Pegó, entonces, la cara á la ventana, y miró el fuego que ardía en el suelo. Vió á la mujer del labriego levantarse y arrojar, por la noche, sobre las llamas, unos pedazos de algo negro; y al llegar la mañana, cuando todo estaba envuelto en blanca y fría neblina, vió á un rapaz, hijo del campesino, coger una especie de maceta de mimbres, enjalbegada interiormente con tierra, llenarla de encendidas brasas, colocarla bajo una manta, y salir para cuidar de las vacas en el establo.

—¿Y esto es todo? dijo Mowgli. Si un cachorro como éste puede hacerlo, entonces nada hay que temer. Dobló la esquina de la casa, corrió hacia el muchacho, le arrebató aquélla especie de maceta y desapareció con ella entre la niebla, mientras el chico se quedaba chillando atemorizado.

—Mucho se me parecen, dijo Mowgli, soplando en la maceta, como había visto que la mujer hacía. Esto se me va á morir si no lo alimento, añadió. Y comenzó á arrojar ramitas de árbol y cortezas secas sobre aquella materia de un rojo tan vivo. Hacia media colina hallóse con Bagheera, cuya piel, con el rocío matinal, parecía salpicada de piedras preciosas.

—Akela ha errado el golpe; dijo la pantera. Á no haber sido porque te necesitaban también á tí, lo hubieran muerto ayer noche. En busca tuya fueron á la colina.
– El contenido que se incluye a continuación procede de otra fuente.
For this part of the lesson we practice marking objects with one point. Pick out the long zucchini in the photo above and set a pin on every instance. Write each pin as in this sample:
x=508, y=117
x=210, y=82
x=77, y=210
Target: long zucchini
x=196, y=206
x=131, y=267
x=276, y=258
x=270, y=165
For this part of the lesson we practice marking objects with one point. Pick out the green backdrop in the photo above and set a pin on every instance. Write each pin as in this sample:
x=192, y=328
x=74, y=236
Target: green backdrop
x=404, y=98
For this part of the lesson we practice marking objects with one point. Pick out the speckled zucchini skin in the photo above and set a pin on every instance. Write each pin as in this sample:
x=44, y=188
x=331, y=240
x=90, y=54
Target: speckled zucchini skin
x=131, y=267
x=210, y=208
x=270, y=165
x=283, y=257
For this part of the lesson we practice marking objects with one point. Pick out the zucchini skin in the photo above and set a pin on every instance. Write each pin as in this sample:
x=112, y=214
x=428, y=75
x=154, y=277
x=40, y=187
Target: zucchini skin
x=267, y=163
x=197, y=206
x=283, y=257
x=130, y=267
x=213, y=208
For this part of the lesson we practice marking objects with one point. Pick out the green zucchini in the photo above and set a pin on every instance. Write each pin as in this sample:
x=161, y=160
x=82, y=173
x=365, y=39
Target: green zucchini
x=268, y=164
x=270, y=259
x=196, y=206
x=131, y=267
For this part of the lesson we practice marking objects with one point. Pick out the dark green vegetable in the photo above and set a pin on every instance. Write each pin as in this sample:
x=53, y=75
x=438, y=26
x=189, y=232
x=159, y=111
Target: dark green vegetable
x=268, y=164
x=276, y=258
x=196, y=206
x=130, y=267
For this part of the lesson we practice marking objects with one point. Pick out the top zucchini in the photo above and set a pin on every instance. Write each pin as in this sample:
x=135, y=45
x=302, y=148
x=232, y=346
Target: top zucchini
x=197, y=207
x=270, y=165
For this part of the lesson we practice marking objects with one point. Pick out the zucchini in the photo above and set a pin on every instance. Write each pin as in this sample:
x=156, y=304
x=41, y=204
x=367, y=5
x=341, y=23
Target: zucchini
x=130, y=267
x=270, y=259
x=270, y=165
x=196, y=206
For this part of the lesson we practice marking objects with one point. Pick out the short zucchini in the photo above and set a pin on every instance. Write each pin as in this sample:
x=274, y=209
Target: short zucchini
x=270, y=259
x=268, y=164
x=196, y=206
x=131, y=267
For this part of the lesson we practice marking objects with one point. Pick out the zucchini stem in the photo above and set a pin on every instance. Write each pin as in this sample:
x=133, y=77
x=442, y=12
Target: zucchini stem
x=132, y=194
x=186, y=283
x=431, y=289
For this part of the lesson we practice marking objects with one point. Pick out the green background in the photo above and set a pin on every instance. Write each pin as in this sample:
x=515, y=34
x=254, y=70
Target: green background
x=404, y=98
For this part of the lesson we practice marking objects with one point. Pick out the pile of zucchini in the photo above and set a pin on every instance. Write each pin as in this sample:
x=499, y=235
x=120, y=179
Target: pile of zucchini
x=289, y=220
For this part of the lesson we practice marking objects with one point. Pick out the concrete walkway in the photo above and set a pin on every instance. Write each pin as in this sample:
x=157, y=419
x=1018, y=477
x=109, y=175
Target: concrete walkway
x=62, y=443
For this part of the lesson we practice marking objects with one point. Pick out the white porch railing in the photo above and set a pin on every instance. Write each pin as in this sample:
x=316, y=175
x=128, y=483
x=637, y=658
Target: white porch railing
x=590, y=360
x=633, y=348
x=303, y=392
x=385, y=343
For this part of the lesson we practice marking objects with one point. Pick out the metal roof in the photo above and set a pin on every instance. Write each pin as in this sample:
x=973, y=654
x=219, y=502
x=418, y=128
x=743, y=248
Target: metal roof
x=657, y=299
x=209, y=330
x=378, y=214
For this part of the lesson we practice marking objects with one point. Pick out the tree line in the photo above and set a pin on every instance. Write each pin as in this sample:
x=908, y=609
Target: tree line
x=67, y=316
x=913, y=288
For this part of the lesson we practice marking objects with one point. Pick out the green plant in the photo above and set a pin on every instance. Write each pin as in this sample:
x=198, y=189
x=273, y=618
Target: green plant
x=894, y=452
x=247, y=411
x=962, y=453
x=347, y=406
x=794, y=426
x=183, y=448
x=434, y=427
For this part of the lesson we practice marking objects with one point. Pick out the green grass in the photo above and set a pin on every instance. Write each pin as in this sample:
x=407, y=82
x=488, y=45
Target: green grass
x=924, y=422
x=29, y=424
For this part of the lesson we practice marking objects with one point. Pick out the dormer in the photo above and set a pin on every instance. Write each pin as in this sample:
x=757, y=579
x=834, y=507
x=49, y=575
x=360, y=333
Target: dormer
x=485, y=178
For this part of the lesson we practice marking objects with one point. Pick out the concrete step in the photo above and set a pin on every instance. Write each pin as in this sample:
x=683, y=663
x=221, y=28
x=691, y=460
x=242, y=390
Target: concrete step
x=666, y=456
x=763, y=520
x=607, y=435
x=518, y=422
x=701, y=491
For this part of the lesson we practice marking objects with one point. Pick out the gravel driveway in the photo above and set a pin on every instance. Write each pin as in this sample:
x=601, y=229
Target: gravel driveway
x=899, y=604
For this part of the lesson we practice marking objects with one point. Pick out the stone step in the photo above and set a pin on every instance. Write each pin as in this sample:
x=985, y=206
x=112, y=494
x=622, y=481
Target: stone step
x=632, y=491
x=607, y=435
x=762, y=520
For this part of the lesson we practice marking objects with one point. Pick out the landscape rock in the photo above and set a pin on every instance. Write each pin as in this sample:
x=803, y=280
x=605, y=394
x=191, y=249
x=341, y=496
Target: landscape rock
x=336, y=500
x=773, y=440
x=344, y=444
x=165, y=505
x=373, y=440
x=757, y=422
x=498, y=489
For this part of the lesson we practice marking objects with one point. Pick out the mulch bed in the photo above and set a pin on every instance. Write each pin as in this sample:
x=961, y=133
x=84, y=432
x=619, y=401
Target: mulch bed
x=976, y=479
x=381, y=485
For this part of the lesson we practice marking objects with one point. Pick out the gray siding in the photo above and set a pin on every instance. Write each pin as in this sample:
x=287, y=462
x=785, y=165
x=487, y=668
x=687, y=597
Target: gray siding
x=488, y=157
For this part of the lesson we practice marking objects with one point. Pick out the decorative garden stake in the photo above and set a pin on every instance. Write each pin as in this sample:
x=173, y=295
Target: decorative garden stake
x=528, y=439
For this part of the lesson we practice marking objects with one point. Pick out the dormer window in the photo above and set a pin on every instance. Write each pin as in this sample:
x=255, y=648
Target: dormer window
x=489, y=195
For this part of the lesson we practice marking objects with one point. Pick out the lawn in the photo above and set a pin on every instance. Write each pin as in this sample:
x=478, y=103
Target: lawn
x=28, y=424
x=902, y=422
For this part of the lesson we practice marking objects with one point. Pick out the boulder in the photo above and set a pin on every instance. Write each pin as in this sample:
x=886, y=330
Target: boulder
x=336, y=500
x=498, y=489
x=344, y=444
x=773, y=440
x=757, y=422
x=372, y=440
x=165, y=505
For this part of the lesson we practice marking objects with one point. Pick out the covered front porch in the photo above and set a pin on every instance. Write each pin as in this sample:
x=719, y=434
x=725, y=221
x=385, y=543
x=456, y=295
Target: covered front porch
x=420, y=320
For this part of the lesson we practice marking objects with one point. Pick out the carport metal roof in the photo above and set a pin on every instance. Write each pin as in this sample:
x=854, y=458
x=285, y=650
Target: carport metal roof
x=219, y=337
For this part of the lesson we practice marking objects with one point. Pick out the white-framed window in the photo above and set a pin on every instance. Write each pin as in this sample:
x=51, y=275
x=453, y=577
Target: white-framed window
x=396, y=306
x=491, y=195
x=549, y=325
—Yo andaba, entonces, por las tierras de labor. Ya estoy listo. ¡Mira!

Y Mowgli levantó la especie de maceta llena de fuego.

—¡Bien! Ahora falta otra cosa: yo he visto á los hombres arrojar una rama seca sobre esto, y al poco rato la Flor Roja se abría al extremo de la rama. ¿No tienes miedo de hacer otro tanto?